I hate feeling sheepish when I tell guys I don’t do NSA or FWB. I think it’s a decidedly uncool thing to be upfront about, so I kind of use it as a way to try to drive away the real assholes.** It’s not a lie…I mean, they don’t suit me. I don’t want to sleep with someone unless I find them attractive, smart, and clever, and I have to enjoy talking to him. Just “attractive” isn’t even close to making me want a guy. So I already have to be drawn to him as a person, to want to spend time with him. Let’s say we sleep together. If it’s no good, it was kind of a waste of time. If it’s good, I’ll want more…and I already like spending time with the guy. The more time I spend with him, the more I attach. That’s not unnatural. I blame the oxytocin, but I shouldn’t have to blame anything; it makes perfect sense.
FWB is bullshit. That’s not friends. I actually think there’s a connection there to sexism, but I may be too lazy today to articulate it. Something about reinforcing the idea that everything exists for heterosexual male pleasure. I did this once before with someone I had dated (and been dumped by), and it honestly did work nicely for a while. I think it’s because there already was a trust there, and I had a full grip on the fact that he wasn’t the one. But when it did fall apart (after he slept with one of my best friends), it did hurt.
It’s normal to bond with someone from sex. It’s normal to prefer that they spend time having sex with you over having sex with someone else.

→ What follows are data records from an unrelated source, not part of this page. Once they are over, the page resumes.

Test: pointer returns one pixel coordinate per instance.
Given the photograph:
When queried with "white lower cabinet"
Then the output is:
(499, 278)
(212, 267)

But I feel like that puts a red flag on me to say that. I think you’re supposed to be more mysterious about it, let them think that you might be okay with it.
Maybe I should be grateful that I have a way to significantly narrow the dating pool, because I don’t have all that much free time. I just sort of live in fear of blowing off someone who should be in my life, even for a few months or whatever. Or, even worse, if soul mates exist, I’d hate to rule that guy out.
There’s definitely less of a stigma for men who cast that net far and wide.
I have a lot of young guys that seem to show interest in me, and I don’t get it. Part of me suspects that there are myths going around about older women (in bed) that creates that interest. But I pretty much assume that anyone in his 20s (possibly early 30s) is looking for NSA/FWB, so I rule them out. Maybe that’s a myth; I have no way of testing out this suspicion other than to go out with a bunch of them.
I think people make too big a deal out of “relationships.” I guess if you’ve never been married, being with just one person seems like a big commitment.
For me, monogamy isn’t such a big deal. Maybe it’s because I and my cohorts are desperate for neither marriage nor children, because we’ve probably already done both. Having a boyfriend really isn’t that big a deal. It just means you’re not sleeping with anyone else until a phone call or a talk. That’s it. I mean, there are very unpleasant emotions involved for a while. Still: compared to a divorce, that’s not that much of a commitment.
But I’m still not supposed to acknowledge that, yes, a boyfriend would be great because monogamy suits me. I assumed when I started dating that the label “desperate” would never apply to me because I’m not looking for a husband or kids. I figured that as long as I’m not trying to ask for monogamy after just a few dates, that’s a reasonable eventual goal. I’m not sure I’m right, but I also don’t think I’m devious enough to read up on advice on how to trick a guy into a relationship. So here I sit, snuggling my cat, and wondering why hot sex AND monogamy within the same relationship are too much to ask.
** Found out this week that for some men, telling them you’re not easy is like throwing chum to a shark. They’ll try twice as hard. If I were actually easy and just out for sex, that would TOTALLY be my M.O., but I’m not, so it’s a lesson learned.